In this blog post, we will divide these commandlines into 3 sections (1) CPU usage (2) Memory usage (3) GPU
Eventhough we have multiple CPU cores to run something. It is better to share the cores for others people. We can check what is going on by running:
htop
This will show us most of the things happening e.g. memory usage, CPU usage, and more.
There is a column name PID
when running htop
and we can kill the specific by
using kill -9 {PID}
(if it’s using a lot of CPUs, for example).
When we talk about memory, it’s about RAM and there is an active memory usage and swap memory. Same as before,
we can check the memory by running htop
to check the overall memory.
Now, if we want to know who is taking most SWAP and active memory.

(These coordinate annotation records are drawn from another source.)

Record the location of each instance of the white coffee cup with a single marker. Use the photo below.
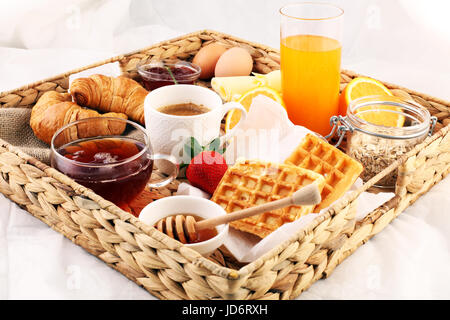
(169, 133)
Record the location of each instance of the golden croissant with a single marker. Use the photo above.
(108, 94)
(54, 110)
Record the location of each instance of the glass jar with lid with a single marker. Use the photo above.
(376, 146)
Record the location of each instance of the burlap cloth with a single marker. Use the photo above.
(15, 129)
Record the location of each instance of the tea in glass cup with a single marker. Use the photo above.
(116, 167)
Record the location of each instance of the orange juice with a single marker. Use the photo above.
(310, 74)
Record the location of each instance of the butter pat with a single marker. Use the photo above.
(232, 88)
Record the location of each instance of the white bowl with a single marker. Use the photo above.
(201, 207)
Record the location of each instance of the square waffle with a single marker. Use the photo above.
(251, 182)
(340, 170)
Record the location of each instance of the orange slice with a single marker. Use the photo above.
(246, 99)
(380, 115)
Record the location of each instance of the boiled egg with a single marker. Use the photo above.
(206, 58)
(235, 61)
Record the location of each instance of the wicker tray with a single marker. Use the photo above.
(165, 267)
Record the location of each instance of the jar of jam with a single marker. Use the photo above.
(374, 145)
(161, 73)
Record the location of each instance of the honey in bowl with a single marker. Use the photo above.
(201, 235)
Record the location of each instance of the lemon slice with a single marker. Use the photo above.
(246, 99)
(379, 115)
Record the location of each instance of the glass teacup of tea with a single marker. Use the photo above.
(111, 156)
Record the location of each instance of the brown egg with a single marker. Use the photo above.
(234, 62)
(207, 58)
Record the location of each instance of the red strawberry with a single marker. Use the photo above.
(206, 169)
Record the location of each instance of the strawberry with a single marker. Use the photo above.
(206, 170)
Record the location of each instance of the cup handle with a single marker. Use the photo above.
(230, 106)
(164, 181)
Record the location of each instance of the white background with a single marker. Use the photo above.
(406, 42)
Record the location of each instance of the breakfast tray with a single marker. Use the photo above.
(170, 270)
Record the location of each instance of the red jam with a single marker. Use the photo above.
(155, 75)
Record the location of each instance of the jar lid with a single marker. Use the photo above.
(414, 119)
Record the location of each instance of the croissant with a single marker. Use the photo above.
(110, 94)
(54, 110)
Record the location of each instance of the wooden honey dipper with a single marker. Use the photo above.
(184, 227)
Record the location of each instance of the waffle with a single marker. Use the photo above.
(250, 183)
(340, 170)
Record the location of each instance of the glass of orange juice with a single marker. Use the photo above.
(311, 62)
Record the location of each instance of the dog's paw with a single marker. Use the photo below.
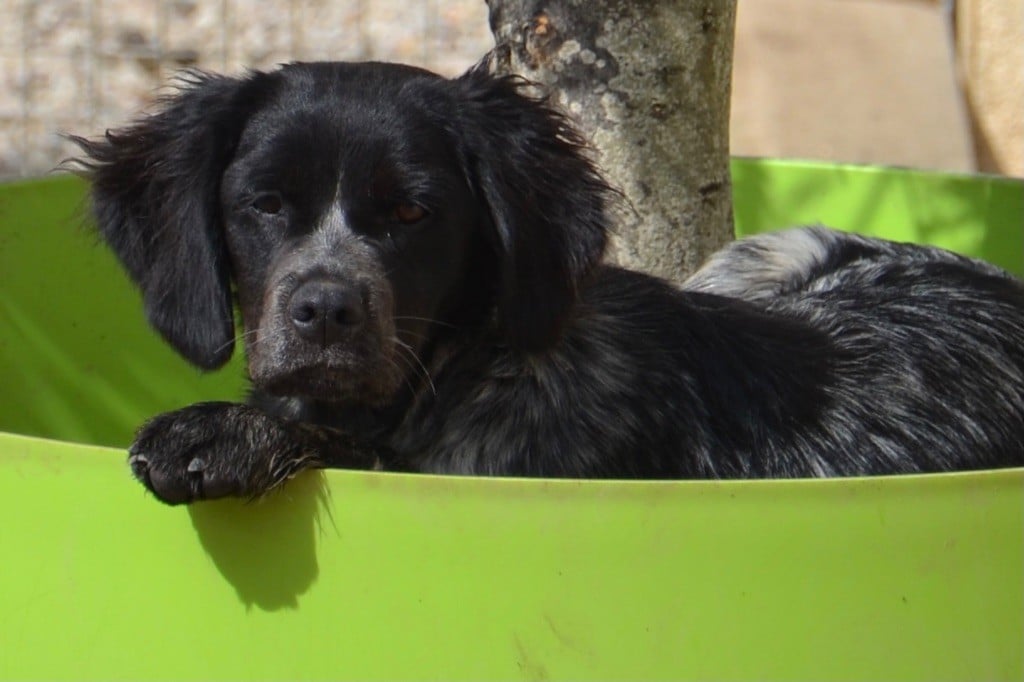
(215, 450)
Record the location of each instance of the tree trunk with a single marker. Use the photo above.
(648, 82)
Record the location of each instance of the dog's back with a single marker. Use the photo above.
(928, 359)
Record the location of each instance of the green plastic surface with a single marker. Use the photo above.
(370, 576)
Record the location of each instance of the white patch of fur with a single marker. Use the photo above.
(762, 267)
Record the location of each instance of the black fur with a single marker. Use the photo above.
(418, 266)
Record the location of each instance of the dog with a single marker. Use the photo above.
(417, 262)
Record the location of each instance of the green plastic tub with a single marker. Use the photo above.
(371, 576)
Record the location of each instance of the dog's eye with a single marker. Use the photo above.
(269, 203)
(409, 213)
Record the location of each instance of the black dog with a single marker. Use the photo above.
(417, 264)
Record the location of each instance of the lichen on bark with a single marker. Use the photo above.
(649, 83)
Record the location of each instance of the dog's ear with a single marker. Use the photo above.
(155, 196)
(547, 201)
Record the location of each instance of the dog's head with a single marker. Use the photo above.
(359, 210)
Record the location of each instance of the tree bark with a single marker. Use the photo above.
(648, 82)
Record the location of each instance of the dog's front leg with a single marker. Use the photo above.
(216, 450)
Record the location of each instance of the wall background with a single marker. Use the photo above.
(923, 83)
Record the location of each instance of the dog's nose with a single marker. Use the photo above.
(327, 312)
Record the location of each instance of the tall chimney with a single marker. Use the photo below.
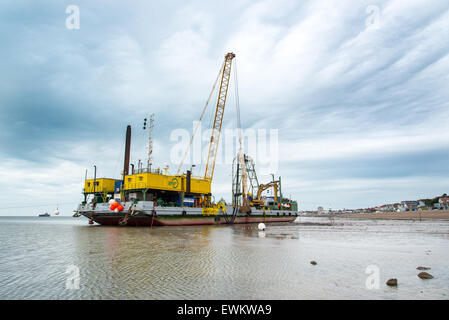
(127, 151)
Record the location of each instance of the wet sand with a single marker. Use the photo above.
(408, 215)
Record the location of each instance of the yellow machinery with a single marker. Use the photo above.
(213, 210)
(225, 75)
(262, 187)
(218, 120)
(150, 180)
(101, 185)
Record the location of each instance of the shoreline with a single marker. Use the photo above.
(405, 215)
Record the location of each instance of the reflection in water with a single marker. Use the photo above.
(221, 262)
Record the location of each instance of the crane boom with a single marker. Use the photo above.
(218, 120)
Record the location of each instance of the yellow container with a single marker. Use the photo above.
(101, 185)
(165, 182)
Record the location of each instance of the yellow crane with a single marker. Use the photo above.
(218, 119)
(225, 76)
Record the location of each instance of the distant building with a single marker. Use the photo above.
(409, 205)
(444, 202)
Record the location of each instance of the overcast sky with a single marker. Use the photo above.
(361, 104)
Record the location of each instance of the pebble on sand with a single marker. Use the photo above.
(423, 268)
(425, 275)
(392, 282)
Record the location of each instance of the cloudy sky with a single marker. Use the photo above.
(358, 91)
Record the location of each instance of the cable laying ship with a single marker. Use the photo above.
(152, 198)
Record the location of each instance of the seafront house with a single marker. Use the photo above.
(409, 205)
(444, 203)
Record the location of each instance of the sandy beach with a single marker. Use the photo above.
(413, 215)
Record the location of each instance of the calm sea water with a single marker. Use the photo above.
(221, 262)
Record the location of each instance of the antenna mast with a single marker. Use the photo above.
(150, 142)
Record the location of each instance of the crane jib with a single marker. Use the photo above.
(218, 120)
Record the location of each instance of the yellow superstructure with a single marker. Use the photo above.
(101, 185)
(150, 180)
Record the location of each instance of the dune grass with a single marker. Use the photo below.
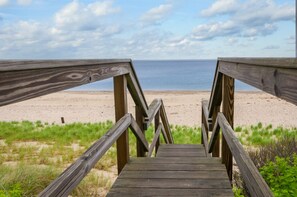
(42, 151)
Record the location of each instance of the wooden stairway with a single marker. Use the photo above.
(177, 170)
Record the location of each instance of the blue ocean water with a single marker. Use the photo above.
(170, 75)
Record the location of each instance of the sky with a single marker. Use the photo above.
(146, 29)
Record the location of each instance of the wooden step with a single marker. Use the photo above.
(178, 170)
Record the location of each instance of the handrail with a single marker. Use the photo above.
(25, 79)
(277, 76)
(253, 179)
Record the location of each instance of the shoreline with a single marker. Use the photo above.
(182, 107)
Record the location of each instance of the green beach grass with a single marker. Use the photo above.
(32, 154)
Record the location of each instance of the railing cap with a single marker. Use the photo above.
(14, 65)
(269, 62)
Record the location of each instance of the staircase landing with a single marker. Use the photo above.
(177, 170)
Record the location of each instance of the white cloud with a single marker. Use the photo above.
(210, 31)
(271, 47)
(221, 7)
(254, 18)
(156, 15)
(3, 2)
(24, 2)
(78, 16)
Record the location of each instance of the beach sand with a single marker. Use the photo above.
(182, 107)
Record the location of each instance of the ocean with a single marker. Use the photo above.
(170, 75)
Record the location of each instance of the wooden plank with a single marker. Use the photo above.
(216, 93)
(205, 115)
(228, 111)
(253, 179)
(121, 108)
(205, 141)
(72, 176)
(136, 91)
(17, 65)
(165, 137)
(174, 167)
(280, 82)
(166, 123)
(152, 110)
(176, 160)
(181, 154)
(216, 145)
(153, 144)
(181, 146)
(214, 137)
(173, 183)
(183, 150)
(123, 192)
(25, 84)
(157, 123)
(174, 175)
(268, 62)
(140, 121)
(139, 134)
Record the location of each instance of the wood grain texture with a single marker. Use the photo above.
(216, 93)
(121, 108)
(268, 62)
(157, 123)
(72, 176)
(174, 175)
(136, 91)
(21, 85)
(281, 82)
(214, 137)
(205, 140)
(165, 137)
(166, 123)
(253, 179)
(176, 160)
(194, 176)
(127, 192)
(153, 110)
(173, 183)
(140, 121)
(17, 65)
(228, 111)
(139, 134)
(155, 140)
(216, 145)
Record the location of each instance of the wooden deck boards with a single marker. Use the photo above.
(178, 170)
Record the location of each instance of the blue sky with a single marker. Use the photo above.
(146, 29)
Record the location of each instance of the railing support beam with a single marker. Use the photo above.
(216, 149)
(228, 111)
(157, 123)
(121, 108)
(140, 122)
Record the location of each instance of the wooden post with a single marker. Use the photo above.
(139, 120)
(216, 149)
(157, 122)
(202, 122)
(228, 111)
(120, 99)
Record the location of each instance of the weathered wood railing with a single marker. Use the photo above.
(22, 80)
(275, 76)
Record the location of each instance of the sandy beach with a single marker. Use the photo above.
(182, 107)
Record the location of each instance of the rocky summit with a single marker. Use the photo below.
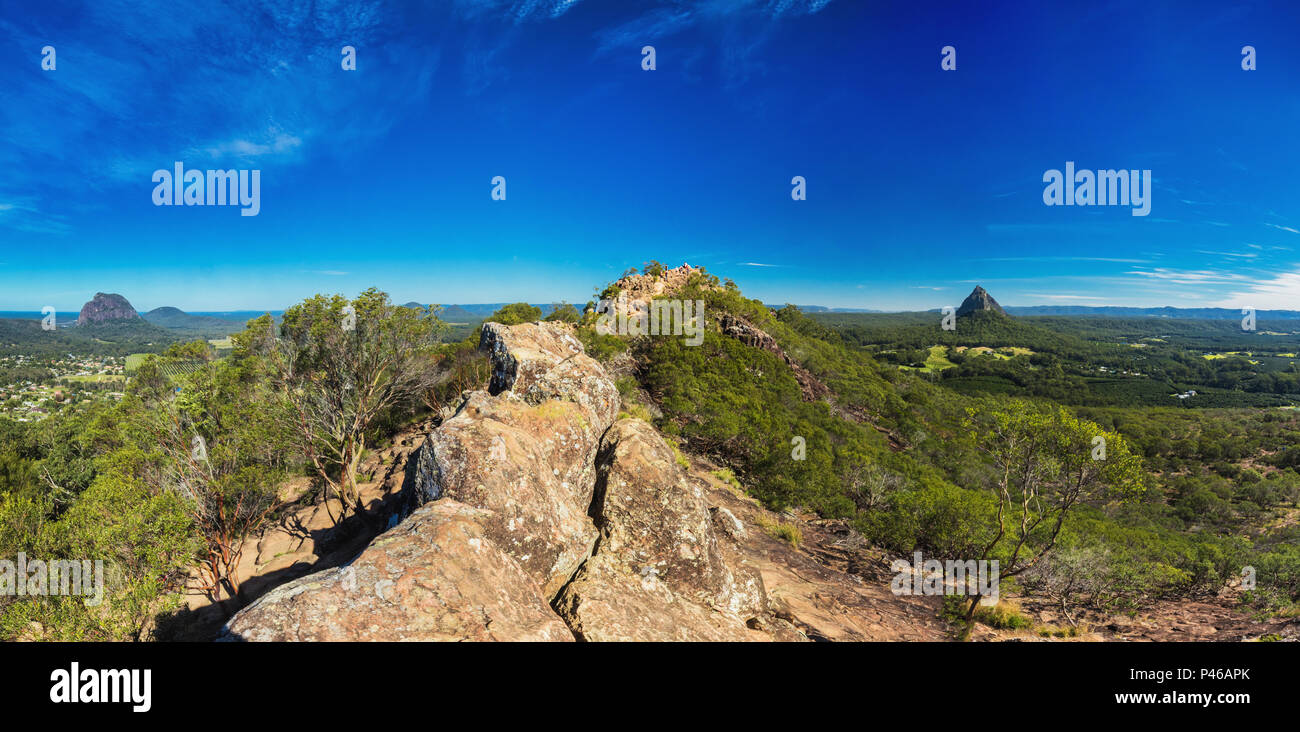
(107, 307)
(546, 516)
(979, 300)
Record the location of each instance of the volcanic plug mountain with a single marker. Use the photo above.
(979, 299)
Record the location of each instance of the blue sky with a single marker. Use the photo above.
(921, 182)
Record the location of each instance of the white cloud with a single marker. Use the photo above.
(1281, 291)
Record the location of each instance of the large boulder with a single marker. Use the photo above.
(437, 576)
(527, 450)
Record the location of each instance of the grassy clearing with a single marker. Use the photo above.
(789, 533)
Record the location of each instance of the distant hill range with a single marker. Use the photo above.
(822, 308)
(176, 317)
(104, 308)
(477, 311)
(979, 300)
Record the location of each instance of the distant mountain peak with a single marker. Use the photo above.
(104, 307)
(979, 300)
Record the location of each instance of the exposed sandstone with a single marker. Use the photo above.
(748, 333)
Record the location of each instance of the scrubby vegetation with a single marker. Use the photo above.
(976, 457)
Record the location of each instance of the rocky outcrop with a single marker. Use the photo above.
(659, 570)
(979, 300)
(745, 332)
(105, 307)
(645, 287)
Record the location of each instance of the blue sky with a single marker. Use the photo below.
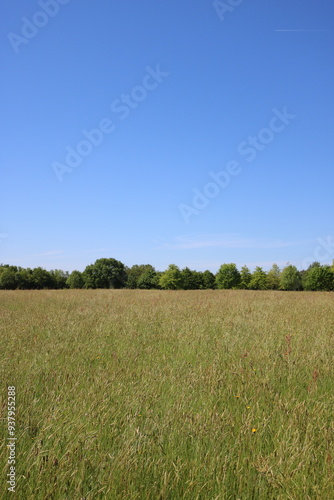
(183, 92)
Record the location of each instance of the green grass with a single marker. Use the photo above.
(125, 394)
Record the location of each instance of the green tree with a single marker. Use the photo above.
(228, 276)
(258, 280)
(59, 278)
(25, 279)
(135, 273)
(171, 279)
(209, 280)
(75, 280)
(319, 278)
(290, 279)
(190, 279)
(245, 277)
(41, 278)
(148, 280)
(105, 273)
(8, 277)
(273, 278)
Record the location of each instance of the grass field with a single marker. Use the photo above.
(125, 394)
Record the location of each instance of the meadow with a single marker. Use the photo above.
(132, 394)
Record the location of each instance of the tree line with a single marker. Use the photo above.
(111, 273)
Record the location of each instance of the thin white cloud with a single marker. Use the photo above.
(226, 241)
(302, 30)
(46, 254)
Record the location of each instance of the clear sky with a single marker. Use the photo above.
(216, 132)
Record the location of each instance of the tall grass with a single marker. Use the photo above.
(125, 394)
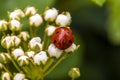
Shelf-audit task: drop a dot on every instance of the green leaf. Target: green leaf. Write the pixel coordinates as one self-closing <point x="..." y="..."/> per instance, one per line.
<point x="99" y="2"/>
<point x="114" y="21"/>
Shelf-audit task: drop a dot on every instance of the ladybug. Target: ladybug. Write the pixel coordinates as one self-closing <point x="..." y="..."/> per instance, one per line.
<point x="62" y="38"/>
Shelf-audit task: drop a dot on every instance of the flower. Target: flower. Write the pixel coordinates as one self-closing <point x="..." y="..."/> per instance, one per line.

We can run the following command
as a root
or ubuntu
sudo smem -ur
To check GPU and memory on GPU usage,
nvidia-smi
Alternatively, we installed gpustat where you can call to see who is using how much memory on each GPU.
gpustat # or gpustat -cp
This will return something like:
[0] GeForce GTX 1080 Ti | 60'C, 0 % | 7610 / 11169 MB | root(30M)
[1] GeForce GTX 1080 Ti | 62'C, 0 % | 1155 / 11172 MB |
[2] GeForce GTX 1080 Ti | 41'C, 0 % | 6134 / 11172 MB | username1(6123M)
[3] GeForce GTX 1080 Ti | 31'C, 0 % | 9012 / 11172 MB | username2(9001M)
which we can notice that GPU 3 is running out of memory and we should use the others. Here, we can change the default GPU by running
export CUDA_VISIBLE_DEVICES=0